Appreciate the feedback...😃
Regards
Henry
Very interesting, Henry, thank you for evaluating & sharing those observations!

Just out of curiosity, did you happen to test resonance with these styli/cantilvers vs. the original SAS? Guessing that since you heard no differences that compliance remained as it was, but I didn't know if changing cantilever material would affect compliance in general when using the same cartridge body.

After all, I am always looking for more variables to futz over with analog. Cheers,
Spencer  
Didn't think to check resonant frequency Spencer.....
Good idea...😎
Will do it the next couple of days...
Regards
Henry

@halcro  Which NEO SAS is compatible with Garrorr p77 ?  

P.S. My mate just purchased two Neo SAS (S) for his pair of Technics 205c mk4 (repaired by Axel with nagaoka cantilever/tip before).    

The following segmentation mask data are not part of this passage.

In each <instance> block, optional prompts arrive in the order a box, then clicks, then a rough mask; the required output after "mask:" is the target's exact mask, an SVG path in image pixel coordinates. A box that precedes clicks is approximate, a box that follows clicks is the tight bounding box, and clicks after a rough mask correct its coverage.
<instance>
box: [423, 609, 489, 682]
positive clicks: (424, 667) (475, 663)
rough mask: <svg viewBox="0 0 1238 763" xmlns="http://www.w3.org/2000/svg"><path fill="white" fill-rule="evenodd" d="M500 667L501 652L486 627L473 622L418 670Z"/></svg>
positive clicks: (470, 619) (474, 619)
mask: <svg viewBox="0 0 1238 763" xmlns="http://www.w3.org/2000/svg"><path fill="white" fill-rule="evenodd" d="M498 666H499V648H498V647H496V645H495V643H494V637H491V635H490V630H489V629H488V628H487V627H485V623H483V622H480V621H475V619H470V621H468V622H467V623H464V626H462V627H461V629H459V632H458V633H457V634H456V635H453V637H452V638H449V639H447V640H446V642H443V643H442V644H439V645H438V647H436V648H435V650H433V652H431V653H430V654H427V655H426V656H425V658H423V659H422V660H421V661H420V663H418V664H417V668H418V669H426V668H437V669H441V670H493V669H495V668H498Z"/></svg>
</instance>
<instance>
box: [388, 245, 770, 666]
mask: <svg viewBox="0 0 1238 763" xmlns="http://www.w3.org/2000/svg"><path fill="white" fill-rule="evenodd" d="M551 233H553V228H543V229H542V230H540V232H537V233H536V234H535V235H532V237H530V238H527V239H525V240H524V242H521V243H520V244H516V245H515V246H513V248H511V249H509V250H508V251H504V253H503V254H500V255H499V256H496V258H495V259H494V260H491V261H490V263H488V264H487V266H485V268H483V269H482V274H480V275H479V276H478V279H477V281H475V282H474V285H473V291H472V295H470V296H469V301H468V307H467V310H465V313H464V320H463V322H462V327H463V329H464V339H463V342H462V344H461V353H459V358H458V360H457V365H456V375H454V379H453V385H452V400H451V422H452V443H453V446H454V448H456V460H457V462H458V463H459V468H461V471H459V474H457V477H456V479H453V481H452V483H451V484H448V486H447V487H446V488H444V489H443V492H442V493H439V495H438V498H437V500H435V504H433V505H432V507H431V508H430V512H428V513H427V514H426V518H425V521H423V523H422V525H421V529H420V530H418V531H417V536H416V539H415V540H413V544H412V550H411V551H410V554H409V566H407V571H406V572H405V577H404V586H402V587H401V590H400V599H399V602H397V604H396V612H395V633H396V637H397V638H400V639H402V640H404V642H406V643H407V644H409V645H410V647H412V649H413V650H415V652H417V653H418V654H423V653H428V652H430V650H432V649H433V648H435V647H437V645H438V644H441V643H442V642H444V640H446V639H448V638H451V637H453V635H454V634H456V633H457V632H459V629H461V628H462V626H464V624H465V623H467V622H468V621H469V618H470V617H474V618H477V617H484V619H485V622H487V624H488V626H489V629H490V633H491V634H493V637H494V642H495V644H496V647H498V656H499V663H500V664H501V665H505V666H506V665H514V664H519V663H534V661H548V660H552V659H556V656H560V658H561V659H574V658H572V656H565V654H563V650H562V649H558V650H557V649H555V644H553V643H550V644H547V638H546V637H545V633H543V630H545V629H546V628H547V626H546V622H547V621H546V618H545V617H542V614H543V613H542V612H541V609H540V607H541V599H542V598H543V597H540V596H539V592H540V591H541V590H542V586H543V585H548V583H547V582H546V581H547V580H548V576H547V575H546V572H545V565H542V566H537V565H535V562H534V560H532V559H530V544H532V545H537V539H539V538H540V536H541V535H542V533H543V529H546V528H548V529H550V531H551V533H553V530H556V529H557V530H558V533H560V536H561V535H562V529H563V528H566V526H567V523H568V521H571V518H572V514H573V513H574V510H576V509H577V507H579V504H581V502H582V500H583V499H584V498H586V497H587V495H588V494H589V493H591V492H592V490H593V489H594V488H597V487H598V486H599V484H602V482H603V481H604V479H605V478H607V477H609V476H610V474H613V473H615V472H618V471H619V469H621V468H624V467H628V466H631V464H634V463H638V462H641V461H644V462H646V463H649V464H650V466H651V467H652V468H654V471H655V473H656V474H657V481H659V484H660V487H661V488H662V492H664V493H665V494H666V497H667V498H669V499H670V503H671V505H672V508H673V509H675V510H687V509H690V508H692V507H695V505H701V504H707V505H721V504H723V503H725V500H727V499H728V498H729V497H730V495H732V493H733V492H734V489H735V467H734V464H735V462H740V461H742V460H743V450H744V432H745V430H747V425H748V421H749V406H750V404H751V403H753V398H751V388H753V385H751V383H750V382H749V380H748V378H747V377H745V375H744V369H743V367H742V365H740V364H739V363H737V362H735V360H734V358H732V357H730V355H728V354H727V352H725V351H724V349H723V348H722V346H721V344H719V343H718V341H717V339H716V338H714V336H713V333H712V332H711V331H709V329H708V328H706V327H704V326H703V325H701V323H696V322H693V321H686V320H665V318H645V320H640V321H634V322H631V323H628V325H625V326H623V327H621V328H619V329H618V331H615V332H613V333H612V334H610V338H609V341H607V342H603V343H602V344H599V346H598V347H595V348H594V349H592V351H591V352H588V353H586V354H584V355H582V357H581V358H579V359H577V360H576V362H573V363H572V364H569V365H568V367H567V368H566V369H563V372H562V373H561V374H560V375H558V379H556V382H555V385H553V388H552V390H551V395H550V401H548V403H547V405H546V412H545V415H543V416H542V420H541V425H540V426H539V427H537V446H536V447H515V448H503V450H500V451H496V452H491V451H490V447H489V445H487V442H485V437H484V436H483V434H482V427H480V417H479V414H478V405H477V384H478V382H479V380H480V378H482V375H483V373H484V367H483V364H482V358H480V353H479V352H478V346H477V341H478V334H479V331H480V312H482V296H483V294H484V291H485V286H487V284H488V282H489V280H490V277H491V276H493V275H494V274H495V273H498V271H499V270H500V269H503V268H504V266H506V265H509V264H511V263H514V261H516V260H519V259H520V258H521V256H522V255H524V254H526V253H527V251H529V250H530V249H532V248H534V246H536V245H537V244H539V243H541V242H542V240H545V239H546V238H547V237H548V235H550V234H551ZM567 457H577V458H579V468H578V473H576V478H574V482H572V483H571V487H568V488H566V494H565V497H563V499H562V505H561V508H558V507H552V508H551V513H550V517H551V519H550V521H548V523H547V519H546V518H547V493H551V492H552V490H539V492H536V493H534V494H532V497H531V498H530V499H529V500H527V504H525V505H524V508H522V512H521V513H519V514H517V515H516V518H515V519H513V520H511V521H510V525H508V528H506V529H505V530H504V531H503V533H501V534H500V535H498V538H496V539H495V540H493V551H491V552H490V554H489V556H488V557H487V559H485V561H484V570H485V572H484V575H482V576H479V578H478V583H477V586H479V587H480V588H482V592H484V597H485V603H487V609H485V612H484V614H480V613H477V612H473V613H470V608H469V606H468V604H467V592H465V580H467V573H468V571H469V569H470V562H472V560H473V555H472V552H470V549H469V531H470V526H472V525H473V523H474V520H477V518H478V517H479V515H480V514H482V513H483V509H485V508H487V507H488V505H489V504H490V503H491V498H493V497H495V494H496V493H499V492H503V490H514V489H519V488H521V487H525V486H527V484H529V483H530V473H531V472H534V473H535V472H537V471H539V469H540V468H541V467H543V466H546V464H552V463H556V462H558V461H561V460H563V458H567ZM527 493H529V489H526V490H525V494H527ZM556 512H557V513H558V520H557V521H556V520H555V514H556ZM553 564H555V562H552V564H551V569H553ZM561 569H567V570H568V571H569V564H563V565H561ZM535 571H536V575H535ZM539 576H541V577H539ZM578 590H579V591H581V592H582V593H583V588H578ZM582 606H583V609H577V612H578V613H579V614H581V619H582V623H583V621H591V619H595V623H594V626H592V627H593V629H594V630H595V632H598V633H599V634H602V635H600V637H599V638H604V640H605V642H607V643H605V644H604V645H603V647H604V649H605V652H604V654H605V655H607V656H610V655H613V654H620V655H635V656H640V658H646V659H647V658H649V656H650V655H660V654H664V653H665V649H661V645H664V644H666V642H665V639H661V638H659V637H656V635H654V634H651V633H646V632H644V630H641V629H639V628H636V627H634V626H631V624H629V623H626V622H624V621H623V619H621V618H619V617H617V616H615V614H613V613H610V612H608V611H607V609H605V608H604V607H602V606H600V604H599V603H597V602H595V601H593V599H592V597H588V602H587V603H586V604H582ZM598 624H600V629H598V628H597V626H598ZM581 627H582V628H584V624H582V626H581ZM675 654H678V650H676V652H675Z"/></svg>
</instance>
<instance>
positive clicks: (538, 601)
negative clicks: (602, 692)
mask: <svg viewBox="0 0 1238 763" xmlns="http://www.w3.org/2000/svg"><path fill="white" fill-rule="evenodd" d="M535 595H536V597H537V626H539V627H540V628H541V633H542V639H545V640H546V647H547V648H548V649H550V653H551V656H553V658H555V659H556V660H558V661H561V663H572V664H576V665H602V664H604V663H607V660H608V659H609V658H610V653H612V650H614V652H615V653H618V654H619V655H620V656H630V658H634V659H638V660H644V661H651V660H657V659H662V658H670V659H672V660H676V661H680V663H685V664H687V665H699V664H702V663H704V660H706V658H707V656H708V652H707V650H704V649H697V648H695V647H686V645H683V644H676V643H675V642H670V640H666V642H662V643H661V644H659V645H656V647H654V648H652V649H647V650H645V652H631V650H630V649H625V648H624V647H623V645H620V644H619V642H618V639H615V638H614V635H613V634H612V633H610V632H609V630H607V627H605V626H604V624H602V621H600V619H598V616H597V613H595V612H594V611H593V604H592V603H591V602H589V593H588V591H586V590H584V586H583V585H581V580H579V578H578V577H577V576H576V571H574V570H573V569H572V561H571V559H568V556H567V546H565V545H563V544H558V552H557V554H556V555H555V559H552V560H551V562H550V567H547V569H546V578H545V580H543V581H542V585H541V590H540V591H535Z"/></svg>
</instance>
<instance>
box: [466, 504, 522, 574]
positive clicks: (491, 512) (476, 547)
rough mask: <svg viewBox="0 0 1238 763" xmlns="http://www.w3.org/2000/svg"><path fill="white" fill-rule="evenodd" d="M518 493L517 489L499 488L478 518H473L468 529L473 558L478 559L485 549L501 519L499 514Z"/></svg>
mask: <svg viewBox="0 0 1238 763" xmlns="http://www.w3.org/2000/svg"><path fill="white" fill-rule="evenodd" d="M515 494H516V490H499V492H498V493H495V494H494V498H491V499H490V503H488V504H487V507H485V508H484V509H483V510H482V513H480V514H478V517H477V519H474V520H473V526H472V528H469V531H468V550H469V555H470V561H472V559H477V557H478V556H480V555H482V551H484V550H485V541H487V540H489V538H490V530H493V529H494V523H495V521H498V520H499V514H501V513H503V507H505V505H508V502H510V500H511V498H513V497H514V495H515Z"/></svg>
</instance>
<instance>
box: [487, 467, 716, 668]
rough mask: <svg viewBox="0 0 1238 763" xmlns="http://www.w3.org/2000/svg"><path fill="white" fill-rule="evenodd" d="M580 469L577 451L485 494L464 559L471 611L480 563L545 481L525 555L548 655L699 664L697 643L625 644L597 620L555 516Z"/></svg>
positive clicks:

Chakster...the Neo-SAS Stylus 1 ( which is their standard SAS) is the one that fits the P77.
It's available in both S and R versions.

Dear Chakster, The author of Hamlet asked the question:''what is

in a name?''. According to logic different names  with the same

reference can be substituted for each other ''salva veritate''. So

whatever is true about Vienna is also true about Wien , Wenen,

 Bec, etc. However for the manufacturer new names mean new

prices not necessary  anything (else) new.